How is your organization modeling AI compute costs against capability improvement? Are you optimizing your agent workflows, or paying the full token tax? Are these numbers ludicrous? If you'd like help getting up the agentic coding curve, drop me a note.


References

[1] Stanford HAI, "The 2025 AI Index Report," 2025. (280x cost reduction for GPT-3.5-equivalent inference in under two years.)

[2] Epoch AI, "LLM inference prices have fallen rapidly but unequally across tasks," 2025. (Median ~50x/year cost decline; range 9x to 900x depending on benchmark.)

[3] Epoch AI / arXiv, "The Price of Progress: Algorithmic Efficiency and the Falling Cost of AI Inference," Nov 2025. (Algorithmic efficiency ~3x/year; hardware efficiency ~1.3x/year.)

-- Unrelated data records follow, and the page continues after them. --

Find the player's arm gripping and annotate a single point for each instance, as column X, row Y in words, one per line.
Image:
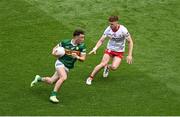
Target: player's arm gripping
column 82, row 57
column 99, row 43
column 130, row 50
column 54, row 51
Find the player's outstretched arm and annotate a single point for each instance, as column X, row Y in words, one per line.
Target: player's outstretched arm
column 54, row 51
column 130, row 50
column 99, row 43
column 82, row 57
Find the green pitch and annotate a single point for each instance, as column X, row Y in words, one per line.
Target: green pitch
column 30, row 28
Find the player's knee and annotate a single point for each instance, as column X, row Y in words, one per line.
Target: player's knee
column 114, row 67
column 49, row 81
column 103, row 64
column 64, row 78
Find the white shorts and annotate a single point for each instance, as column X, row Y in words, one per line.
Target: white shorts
column 59, row 64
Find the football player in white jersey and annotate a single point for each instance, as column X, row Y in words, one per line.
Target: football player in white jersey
column 117, row 35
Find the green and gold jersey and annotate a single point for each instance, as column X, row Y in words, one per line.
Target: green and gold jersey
column 70, row 48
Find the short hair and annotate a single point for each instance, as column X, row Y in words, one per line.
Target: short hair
column 113, row 18
column 77, row 32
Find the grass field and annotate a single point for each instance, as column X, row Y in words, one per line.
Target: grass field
column 30, row 28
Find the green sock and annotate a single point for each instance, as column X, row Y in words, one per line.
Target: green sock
column 53, row 93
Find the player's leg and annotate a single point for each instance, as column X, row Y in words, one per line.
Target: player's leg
column 103, row 63
column 62, row 77
column 51, row 80
column 115, row 64
column 48, row 80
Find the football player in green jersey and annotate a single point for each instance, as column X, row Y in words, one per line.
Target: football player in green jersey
column 74, row 50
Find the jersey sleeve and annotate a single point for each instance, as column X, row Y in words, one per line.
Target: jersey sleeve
column 125, row 32
column 83, row 49
column 107, row 32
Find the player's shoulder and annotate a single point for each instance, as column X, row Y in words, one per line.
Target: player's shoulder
column 66, row 41
column 123, row 28
column 108, row 28
column 82, row 45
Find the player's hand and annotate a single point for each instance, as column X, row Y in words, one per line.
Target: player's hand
column 75, row 55
column 54, row 52
column 129, row 59
column 93, row 51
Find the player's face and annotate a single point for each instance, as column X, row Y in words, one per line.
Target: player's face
column 80, row 39
column 113, row 25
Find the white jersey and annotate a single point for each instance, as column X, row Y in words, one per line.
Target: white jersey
column 117, row 39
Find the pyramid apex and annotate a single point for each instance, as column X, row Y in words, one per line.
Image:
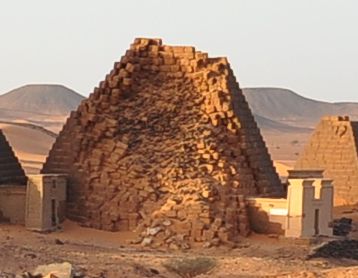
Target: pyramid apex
column 336, row 118
column 148, row 41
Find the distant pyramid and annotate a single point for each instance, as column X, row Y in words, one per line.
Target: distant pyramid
column 11, row 172
column 167, row 135
column 334, row 148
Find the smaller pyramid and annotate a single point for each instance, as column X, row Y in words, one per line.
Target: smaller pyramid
column 11, row 172
column 333, row 148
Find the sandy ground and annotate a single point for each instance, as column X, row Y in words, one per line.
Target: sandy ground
column 106, row 254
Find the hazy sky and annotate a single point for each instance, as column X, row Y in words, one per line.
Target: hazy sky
column 309, row 46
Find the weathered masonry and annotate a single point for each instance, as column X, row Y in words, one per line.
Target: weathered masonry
column 305, row 213
column 168, row 137
column 334, row 148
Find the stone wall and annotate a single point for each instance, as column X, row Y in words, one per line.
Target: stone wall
column 12, row 203
column 333, row 148
column 167, row 142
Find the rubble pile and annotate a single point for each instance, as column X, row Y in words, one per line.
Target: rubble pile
column 339, row 249
column 166, row 146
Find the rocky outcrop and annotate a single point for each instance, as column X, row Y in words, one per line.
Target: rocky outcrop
column 166, row 145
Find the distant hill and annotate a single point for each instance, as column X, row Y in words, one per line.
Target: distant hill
column 285, row 106
column 41, row 99
column 275, row 126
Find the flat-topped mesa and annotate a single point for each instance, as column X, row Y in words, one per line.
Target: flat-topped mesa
column 168, row 141
column 11, row 172
column 333, row 147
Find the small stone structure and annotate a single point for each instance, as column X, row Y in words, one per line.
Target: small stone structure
column 306, row 212
column 37, row 202
column 12, row 185
column 334, row 148
column 167, row 139
column 12, row 204
column 45, row 202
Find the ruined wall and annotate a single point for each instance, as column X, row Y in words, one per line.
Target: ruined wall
column 45, row 202
column 333, row 148
column 267, row 215
column 166, row 141
column 11, row 171
column 12, row 203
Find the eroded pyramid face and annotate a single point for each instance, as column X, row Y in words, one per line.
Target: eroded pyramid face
column 11, row 172
column 168, row 135
column 333, row 148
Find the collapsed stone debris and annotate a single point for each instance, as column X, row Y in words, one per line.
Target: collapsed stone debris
column 166, row 146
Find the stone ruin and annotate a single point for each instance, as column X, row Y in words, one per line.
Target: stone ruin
column 333, row 148
column 165, row 146
column 11, row 172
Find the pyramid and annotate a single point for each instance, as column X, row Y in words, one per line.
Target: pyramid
column 167, row 136
column 333, row 148
column 11, row 172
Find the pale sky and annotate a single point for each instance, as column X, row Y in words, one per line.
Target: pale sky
column 309, row 46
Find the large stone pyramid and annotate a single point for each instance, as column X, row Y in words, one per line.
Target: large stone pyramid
column 333, row 148
column 11, row 172
column 167, row 136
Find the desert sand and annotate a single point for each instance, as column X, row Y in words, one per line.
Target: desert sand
column 99, row 253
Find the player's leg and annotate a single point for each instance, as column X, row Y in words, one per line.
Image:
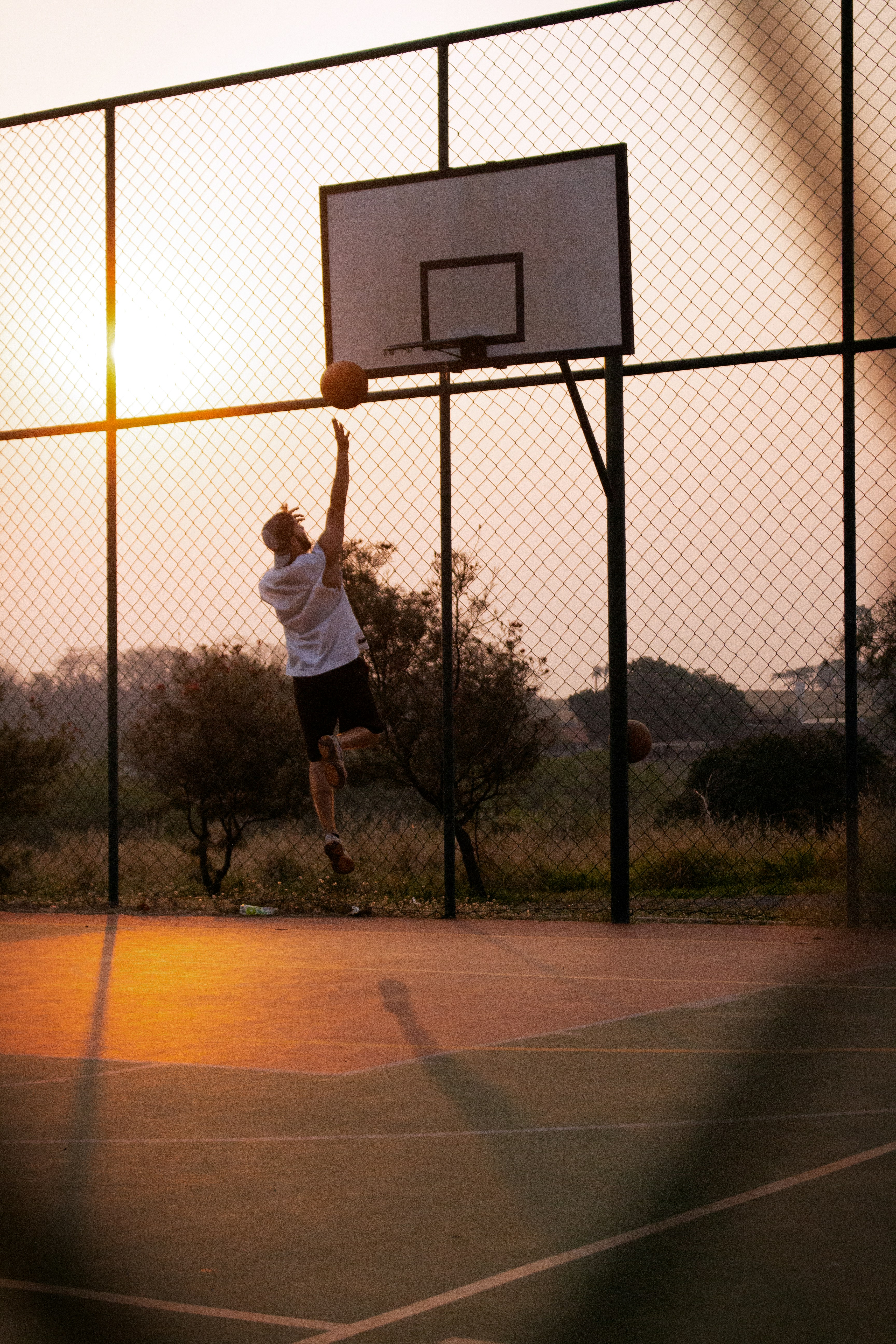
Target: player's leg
column 359, row 721
column 318, row 713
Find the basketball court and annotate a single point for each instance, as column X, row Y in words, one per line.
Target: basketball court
column 416, row 1132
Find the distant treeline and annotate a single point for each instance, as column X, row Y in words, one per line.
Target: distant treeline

[4] Xenoss, "Total cost of ownership for enterprise AI: Hidden costs and ROI factors," 2025. (Enterprise AI cost scaling; API fees as ~10% of total agent system costs.)

[5] Verdent AI, "SWE-bench Verified Technical Report," 2025. (Multi-agent: 76.1% pass@1 vs. single-agent ~43%.)

[6] Lucidate, "Goldman Sachs Scales AI Coding to Thousands of Agents," 2025. (Projected 3-4x productivity gains from agent teams.)

[7] Harvard Data Science Review, "The Agent-Centric Enterprise," 2025. (2-10x gains; requires process redesign.)

[8] Gartner, "40% of Enterprise Apps Will Feature AI Agents by 2026," Aug 2025.

[9] Anthropic, "2026 Agentic Coding Trends Report," 2026.

[10] Microsoft, "2025 Work Trend Index: The Frontier Firm," Apr 2025.

[11] Bloomberg, "Virginia Data Centers Face Seven-Year Wait for Power," Aug 2024.

[12] IEEFA, "PJM capacity prices up 10x," 2025.

[13] JLL, "North America Data Center Report," 2024/2025. (Occupancy ~97%+.)

[14] CNBC, "AI memory is sold out," Jan 2026. (Prices up 30-60%; 70% of DRAM to AI.)

[15] eWeek, "NVIDIA Blackwell Sold Out," 2024/2025.

[16] McKinsey, "The cost of compute: A $7 trillion race," 2025.

[17] Silicon Data, "H100 Rental Price Over Time." (Peak $8-11/hr; now $2-3.50/hr.)

[18] U.S. Bureau of Labor Statistics, "Productivity and Costs." (~1.5% annual growth, 2007-2019.)

[19] Erik Brynjolfsson et al., "The Productivity J-Curve," AEJ: Macroeconomics, 2021. Also: Fortune, "AI Productivity Liftoff," Feb 2026.

[20] METR, "Measuring the Impact of Early-2025 AI on Developer Productivity," Jul 2025. (Experienced devs 19% slower with AI; believed 20% faster.)

[21] MIT Sloan, "The Productivity Paradox of AI Adoption," 2025. (~2-year dip before gains.)

[22] McKinsey, "Superagency in the Workplace," Jan 2025. (92% increasing AI spend; 1% at maturity.)